At a recent 7x24 Exchange conference, MTechnology proposed a replacement/alternative or addition to the data center Tier levels. The Tier levels have been around since the ’90s and were developed to provide a common set of terms to help identify the availability of a data center. The certification classes were developed by the Uptime Institute (UI) and later provided as an informative annex to TIA for inclusion in TIA-942.

Several problems have surrounded the Tier levels in particular with non-accredited certification consultants, miscommunication of what the Tiers actually mean, and certification for design vs. construction and ongoing certification for operations. While the UI has a consulting practice to certify data centers, the truth is that most data centers and design engineering firms self-certify based on sometimes inaccurate criteria. But people generally get the concepts and self-certify as a terminology. The UI has an entire web page dedicated to dispelling myths about the classifications. Further, the Tier levels are only certifiable by the Uptime Institute, and not all organizations want to foot the bill for the plaque. While the Tier levels have been useful over the years, MTechnology believes it's time for a new standard or metric to address risk and consequence which are not addressed by the UI.

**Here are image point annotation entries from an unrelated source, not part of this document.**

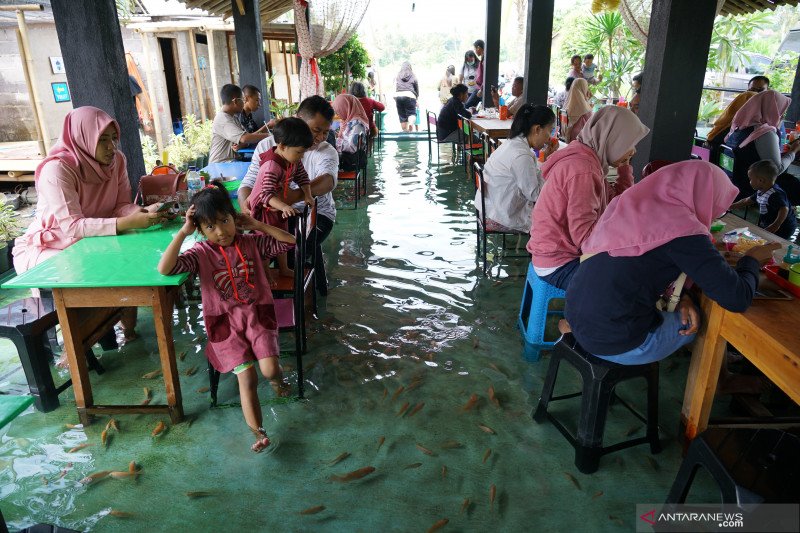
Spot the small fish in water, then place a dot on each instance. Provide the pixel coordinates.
(439, 524)
(473, 399)
(487, 429)
(492, 397)
(616, 519)
(123, 475)
(424, 450)
(159, 428)
(339, 458)
(91, 478)
(417, 408)
(397, 392)
(153, 374)
(355, 474)
(573, 479)
(403, 409)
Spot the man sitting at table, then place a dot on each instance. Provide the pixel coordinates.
(227, 132)
(321, 162)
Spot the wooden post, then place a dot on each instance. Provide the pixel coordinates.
(212, 66)
(151, 88)
(197, 81)
(30, 80)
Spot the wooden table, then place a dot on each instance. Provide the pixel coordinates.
(91, 280)
(766, 334)
(494, 127)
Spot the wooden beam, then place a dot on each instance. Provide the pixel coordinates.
(23, 7)
(197, 80)
(150, 72)
(212, 66)
(27, 67)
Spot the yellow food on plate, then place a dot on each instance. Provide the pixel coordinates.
(745, 244)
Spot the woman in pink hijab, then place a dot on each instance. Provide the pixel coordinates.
(83, 191)
(576, 192)
(642, 243)
(754, 137)
(354, 121)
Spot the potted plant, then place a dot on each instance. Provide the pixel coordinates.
(9, 230)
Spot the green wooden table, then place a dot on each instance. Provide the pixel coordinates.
(91, 280)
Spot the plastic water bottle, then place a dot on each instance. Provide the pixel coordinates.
(193, 182)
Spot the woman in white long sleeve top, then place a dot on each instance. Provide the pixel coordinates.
(512, 175)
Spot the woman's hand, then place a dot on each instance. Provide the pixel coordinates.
(690, 318)
(188, 224)
(139, 220)
(763, 253)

While the Tier levels discuss which systems are redundant, the new proposed Class system specifically addresses reliability as a risk metric. The proposed metric includes electrical power, cooling, communications, maintenance, and security. The Class system attempts to address risk that a site will fail which is not the same as overall availability. Risk adds the consequence quotient for the outage to the overall rating. In their scenario, a Class 10 data center would have a 10% chance of failure in the year. MTechnology stated that most failures occur during maintenance.

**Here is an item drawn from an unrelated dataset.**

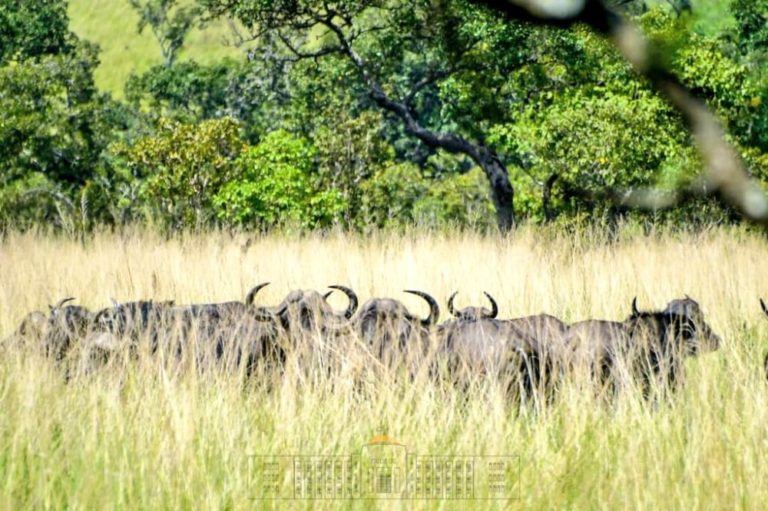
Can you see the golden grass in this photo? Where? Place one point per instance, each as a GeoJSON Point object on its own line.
{"type": "Point", "coordinates": [151, 440]}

The work behind this is based on fault trees and other methods for determination of failure, some observed, some mathematical. The risk assessment takes into account any risk that could occur at the site and the likelihood of the occurrence. Further risk analysis is available from IEEE via standard 3006.7-2013 - IEEE Recommended Practice for Determining the Reliability of 7x24 Continuous Power Systems in Industrial and Commercial Facilities. This is the update to the old Gold Books that were used in the ’90s.

Is Facility Risk Enough?

All of these defined risks, reliability, availability levels try to address some guaranty that systems contained in the data center will be available for use. The hard part is determining which one works for your organization and whether putting a label on the uptime expectation provides a benefit, or if that expectation is only meaningful at design.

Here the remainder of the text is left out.